Recently retired Assistant Inspector General (AIG) of Police, Mr. Joseph Mbu, on Saturday said he was retiring from the Nigeria Police Force as a fulfilled officer because he was privileged to head various formations and commands in the force, adding: “I am leaving the Police Force with my shoulders and head high.”
Mbu, who was honoured with a colourful pulling-out ceremony at Police Staff College, Jos, said: “I am proud to be a policeman, and to retire as a policeman. And if there is reincarnation, I make bold to say I will still be a policeman.”

He recalled: “In December 1985, we passed out from this same Police Staff College as cadets, before the establishment of the Police Academy Permanent site in Kano.
“Today is the time to dance; a day of fulfilment for me because we started the journey in January 1985 with 96 officers, and as at June 30, 2016, we were 48 left. Some are presently Assistant Commissioners of Police (ACP), some Deputy Commissioners of Police (DCP) and others Commissioners of Police (CP). By God’s grace and mercy, I am retiring in the IGP category in good health.
“I am leaving the Police Staff College, Jos, ten times better than I met it on October 5th 2015.

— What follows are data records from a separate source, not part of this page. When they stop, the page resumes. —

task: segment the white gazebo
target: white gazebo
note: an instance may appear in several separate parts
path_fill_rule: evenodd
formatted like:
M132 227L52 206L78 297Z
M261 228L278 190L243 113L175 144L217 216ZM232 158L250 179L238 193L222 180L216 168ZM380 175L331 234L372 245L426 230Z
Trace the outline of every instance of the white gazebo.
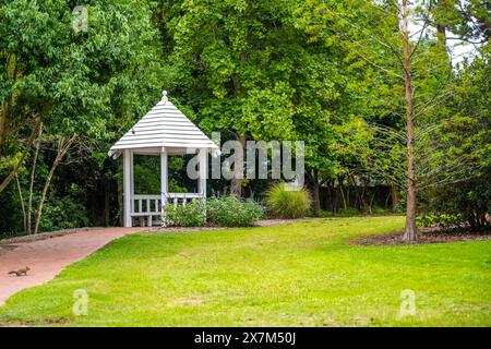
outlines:
M169 193L168 156L196 152L197 192ZM167 92L164 91L161 100L116 142L108 153L113 159L123 156L124 227L132 227L133 219L140 222L146 219L147 225L152 226L153 222L159 222L165 205L185 205L188 201L205 198L208 153L216 155L218 146L167 99ZM133 178L135 154L160 156L160 193L135 195Z

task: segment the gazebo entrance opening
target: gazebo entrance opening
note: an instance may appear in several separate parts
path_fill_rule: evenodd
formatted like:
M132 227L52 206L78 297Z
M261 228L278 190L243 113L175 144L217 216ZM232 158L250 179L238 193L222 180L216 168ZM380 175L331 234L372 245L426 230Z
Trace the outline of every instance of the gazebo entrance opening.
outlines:
M196 153L199 156L199 152ZM159 194L161 190L161 156L139 154L133 152L132 226L160 226L161 200L165 205L185 205L193 200L206 197L206 182L190 180L185 177L185 168L191 157L196 154L167 154L167 194ZM206 166L206 161L204 163ZM203 185L203 188L201 188Z

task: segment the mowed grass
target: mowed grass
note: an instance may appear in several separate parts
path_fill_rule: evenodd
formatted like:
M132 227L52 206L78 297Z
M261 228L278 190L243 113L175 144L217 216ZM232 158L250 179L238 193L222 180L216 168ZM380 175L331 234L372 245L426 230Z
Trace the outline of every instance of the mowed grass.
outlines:
M490 326L491 241L356 246L402 217L133 234L24 290L0 324L59 326ZM85 289L88 314L73 315ZM403 290L416 314L400 316Z

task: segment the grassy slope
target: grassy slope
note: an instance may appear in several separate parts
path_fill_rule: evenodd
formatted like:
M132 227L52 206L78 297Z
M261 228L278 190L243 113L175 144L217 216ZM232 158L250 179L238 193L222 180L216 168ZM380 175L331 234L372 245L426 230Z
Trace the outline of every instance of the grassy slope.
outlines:
M352 246L400 217L113 241L0 308L0 323L157 326L491 325L491 241ZM86 289L88 315L72 315ZM415 316L398 317L400 291Z

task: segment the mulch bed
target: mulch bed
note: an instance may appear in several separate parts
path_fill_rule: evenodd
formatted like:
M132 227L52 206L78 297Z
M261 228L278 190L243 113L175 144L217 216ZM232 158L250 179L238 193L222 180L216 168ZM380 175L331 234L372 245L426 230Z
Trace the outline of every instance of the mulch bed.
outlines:
M57 230L57 231L39 232L36 234L14 237L14 238L9 238L9 239L0 239L0 254L1 254L2 249L5 249L5 246L14 244L14 243L33 242L33 241L52 239L52 238L67 236L69 233L75 233L79 231L87 231L87 230L94 230L94 229L100 229L100 228L73 228L73 229L63 229L63 230Z
M254 227L272 227L289 222L296 222L299 219L262 219L258 221ZM217 226L204 226L204 227L152 227L147 230L141 231L141 233L146 232L189 232L189 231L206 231L206 230L224 230L224 229L237 229L233 227L217 227Z
M349 244L363 246L399 245L399 244L423 244L445 243L458 241L484 241L491 240L491 231L472 232L464 230L441 230L440 228L426 228L418 231L418 241L403 241L404 231L393 231L383 234L373 234L350 241Z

“I want to appreciate my bosses, IGPs Ogbonnaya Onovo and Mohammed Abubakar for their mentorship and continuous support throughout my career. I also want to use this opportunity to urge senior officers to take the welfare of their subordinates seriously and give them words of encouragement.
“I urge Police officers all over Nigeria to love one another; how can you be disliked outside and inside too?”

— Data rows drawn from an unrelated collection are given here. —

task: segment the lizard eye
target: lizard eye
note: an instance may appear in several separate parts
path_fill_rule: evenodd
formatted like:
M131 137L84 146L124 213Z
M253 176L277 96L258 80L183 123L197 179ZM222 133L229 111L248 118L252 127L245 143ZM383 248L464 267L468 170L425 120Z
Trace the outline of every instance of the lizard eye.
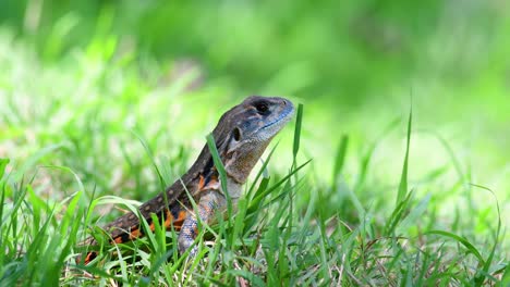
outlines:
M257 102L255 103L255 109L257 109L257 112L259 114L267 114L269 111L269 107L267 105L266 102Z
M232 136L233 136L233 138L234 138L235 141L241 140L241 128L235 127L235 128L232 130Z

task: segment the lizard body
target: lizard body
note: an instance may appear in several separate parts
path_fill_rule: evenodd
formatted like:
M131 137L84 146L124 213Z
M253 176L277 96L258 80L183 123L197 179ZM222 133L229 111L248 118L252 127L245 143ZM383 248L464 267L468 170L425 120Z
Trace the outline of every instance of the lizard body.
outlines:
M294 112L291 101L278 97L246 98L226 112L212 132L215 144L227 172L227 189L222 190L218 172L207 145L191 169L175 183L149 201L143 203L139 213L154 232L151 214L156 214L165 228L179 230L178 248L182 254L197 235L197 216L211 224L216 212L227 209L224 192L229 192L232 205L241 195L242 185L269 145L272 137L290 121ZM196 213L190 197L196 202ZM138 216L129 212L104 226L111 241L122 244L144 235ZM97 245L94 238L86 245ZM193 253L193 250L192 250ZM87 253L85 264L96 257Z

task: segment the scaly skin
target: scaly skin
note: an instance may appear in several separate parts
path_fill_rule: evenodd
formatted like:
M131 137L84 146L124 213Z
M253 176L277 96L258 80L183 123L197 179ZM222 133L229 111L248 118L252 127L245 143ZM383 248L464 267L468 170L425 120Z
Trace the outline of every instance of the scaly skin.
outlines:
M154 232L150 214L156 214L167 229L180 230L179 252L182 254L192 246L197 235L197 216L211 224L216 212L227 210L224 192L229 192L235 208L241 187L246 182L266 147L294 113L291 101L277 97L248 97L242 103L226 112L212 132L216 147L227 171L227 189L222 190L218 172L207 145L202 149L192 167L165 192L139 207L142 216ZM197 205L193 209L187 190ZM133 212L126 213L104 229L112 242L122 244L144 235L139 220ZM97 245L88 238L84 245ZM192 250L194 253L194 250ZM85 264L96 257L89 252Z

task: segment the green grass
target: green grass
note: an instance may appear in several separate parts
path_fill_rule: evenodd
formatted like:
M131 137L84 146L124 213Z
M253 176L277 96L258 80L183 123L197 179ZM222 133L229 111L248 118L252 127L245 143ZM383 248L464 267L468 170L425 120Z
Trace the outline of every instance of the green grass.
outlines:
M413 160L429 153L410 112L373 123L376 140L345 130L324 163L311 152L321 145L306 104L253 172L235 215L203 226L195 258L179 257L177 234L156 228L76 265L87 250L78 242L104 237L94 226L177 179L239 101L221 97L233 92L221 83L190 88L193 73L165 80L161 65L97 48L102 40L44 62L0 34L1 286L510 284L499 210L508 197L484 187L457 142L438 137L446 163L415 175Z

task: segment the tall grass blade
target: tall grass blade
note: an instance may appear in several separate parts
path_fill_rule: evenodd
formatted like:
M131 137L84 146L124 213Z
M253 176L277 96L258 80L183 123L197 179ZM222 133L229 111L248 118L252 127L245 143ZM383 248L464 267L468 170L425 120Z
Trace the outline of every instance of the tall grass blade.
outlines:
M399 192L397 195L397 202L396 205L399 205L399 203L405 198L405 194L408 192L408 163L409 163L409 149L411 147L411 124L413 120L413 107L411 107L409 111L409 121L408 121L408 141L405 146L405 157L404 157L404 162L403 162L403 167L402 167L402 175L400 178L400 185L399 185Z

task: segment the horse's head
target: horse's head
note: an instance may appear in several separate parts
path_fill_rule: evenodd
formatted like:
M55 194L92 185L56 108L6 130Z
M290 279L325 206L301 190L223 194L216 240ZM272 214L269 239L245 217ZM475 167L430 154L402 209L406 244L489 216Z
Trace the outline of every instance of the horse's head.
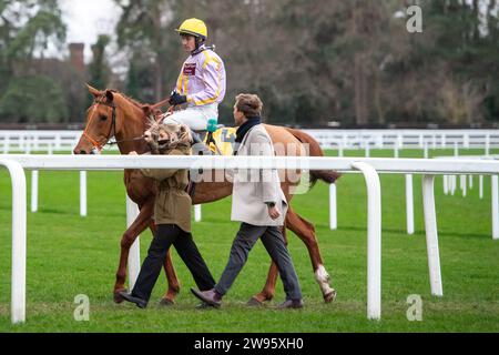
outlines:
M119 129L116 104L112 90L100 91L86 85L94 101L86 111L86 126L73 150L74 154L95 154Z
M150 119L144 140L152 154L164 154L179 145L191 146L192 136L189 126L184 124L164 124Z

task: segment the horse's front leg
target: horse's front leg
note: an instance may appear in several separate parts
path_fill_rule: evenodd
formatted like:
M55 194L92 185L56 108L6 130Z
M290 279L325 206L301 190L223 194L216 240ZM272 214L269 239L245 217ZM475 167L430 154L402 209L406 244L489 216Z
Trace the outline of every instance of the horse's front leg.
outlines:
M286 236L286 226L284 225L282 227L283 231L283 237L284 243L287 245L287 236ZM268 270L267 281L265 282L265 286L262 290L261 293L254 295L249 301L247 302L247 305L249 306L259 306L264 302L268 302L272 298L274 298L275 295L275 285L277 283L277 275L279 274L279 271L277 268L277 264L272 262L271 268Z
M142 206L138 217L130 227L123 233L121 239L121 253L120 264L116 271L116 283L114 284L114 302L121 303L123 298L120 295L121 291L124 291L124 284L126 281L126 265L129 261L130 247L135 242L139 234L141 234L151 224L151 216L154 210L154 199L147 200Z

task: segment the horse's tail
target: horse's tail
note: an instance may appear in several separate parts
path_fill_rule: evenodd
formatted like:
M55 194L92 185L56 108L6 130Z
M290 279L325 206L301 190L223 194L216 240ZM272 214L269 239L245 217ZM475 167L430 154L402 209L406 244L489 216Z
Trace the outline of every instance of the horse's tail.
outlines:
M324 152L320 149L319 143L313 136L303 131L289 128L286 128L286 130L302 143L308 144L310 156L324 156ZM317 180L322 180L327 184L333 184L340 176L342 174L334 170L310 170L310 187L315 185Z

“Avoid petty jealously and witch-hunt, there is a difference between being strict and being wicked, Superiors should look for the best in their subordinates and use it.”
He has a word of advice for the media, which constantly criticised his days as Rivers Commissioner of Police.

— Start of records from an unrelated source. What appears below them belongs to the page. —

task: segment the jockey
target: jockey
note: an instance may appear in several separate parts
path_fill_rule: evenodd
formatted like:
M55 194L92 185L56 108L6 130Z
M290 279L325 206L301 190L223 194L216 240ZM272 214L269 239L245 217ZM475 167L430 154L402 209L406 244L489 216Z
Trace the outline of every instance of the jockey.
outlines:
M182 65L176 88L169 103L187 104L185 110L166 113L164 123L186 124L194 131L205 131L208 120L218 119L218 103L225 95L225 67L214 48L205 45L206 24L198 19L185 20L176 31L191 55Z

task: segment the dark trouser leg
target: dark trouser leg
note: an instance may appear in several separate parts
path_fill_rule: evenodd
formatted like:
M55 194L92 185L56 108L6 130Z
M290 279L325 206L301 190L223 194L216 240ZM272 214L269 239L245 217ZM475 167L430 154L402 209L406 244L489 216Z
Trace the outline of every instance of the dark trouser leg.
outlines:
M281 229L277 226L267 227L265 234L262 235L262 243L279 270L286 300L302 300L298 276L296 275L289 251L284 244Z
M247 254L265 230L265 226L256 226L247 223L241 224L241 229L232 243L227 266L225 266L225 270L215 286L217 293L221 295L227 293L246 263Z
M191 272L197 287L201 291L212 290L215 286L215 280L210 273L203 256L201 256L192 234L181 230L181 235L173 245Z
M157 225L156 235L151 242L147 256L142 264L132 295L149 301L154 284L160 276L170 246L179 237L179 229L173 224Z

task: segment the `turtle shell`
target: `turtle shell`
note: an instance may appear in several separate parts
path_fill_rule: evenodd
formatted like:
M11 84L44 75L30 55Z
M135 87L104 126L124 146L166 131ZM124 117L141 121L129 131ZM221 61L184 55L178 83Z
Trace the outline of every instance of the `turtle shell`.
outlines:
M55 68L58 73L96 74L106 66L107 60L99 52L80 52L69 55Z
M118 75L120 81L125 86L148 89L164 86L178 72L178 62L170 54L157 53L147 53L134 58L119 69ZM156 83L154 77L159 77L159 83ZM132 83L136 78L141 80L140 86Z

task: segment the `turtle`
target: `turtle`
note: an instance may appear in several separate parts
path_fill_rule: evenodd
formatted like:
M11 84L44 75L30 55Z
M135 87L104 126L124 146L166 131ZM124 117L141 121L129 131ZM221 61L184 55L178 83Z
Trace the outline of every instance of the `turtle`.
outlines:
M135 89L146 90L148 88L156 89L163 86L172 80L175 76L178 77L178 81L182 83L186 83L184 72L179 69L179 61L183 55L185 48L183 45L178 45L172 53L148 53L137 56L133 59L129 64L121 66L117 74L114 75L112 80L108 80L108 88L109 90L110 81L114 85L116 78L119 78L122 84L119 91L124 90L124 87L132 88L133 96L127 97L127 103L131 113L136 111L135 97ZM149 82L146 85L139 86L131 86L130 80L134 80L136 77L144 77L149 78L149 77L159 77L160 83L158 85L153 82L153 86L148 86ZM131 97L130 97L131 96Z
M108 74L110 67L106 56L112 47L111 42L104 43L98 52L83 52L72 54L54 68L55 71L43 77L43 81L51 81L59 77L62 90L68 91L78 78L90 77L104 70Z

Mbu said: “To the Nigerian media and people, please, stop visiting the sins of an erring policeman on the entire force.
“See the police as partners in progress and encourage them to do their jobs effectively. Be interested in their working conditions and environments.”
Mbu said he would return to cocoa farming in his home state, Cross Rivers.
“I come from the cocoa producing area in Cross River State. We are very rich. In 1980 when I was going to the university I took $3,000. Then it was two naira to a dollar.
“I have acres of cocoa farm plus the ones my father left. So, I want to go and concentrate on them.
“I now have time to secure all the cocoa farms, plant cassava, watermelon, palms and plantain. There are alot of things to do and our soil is very fertile.”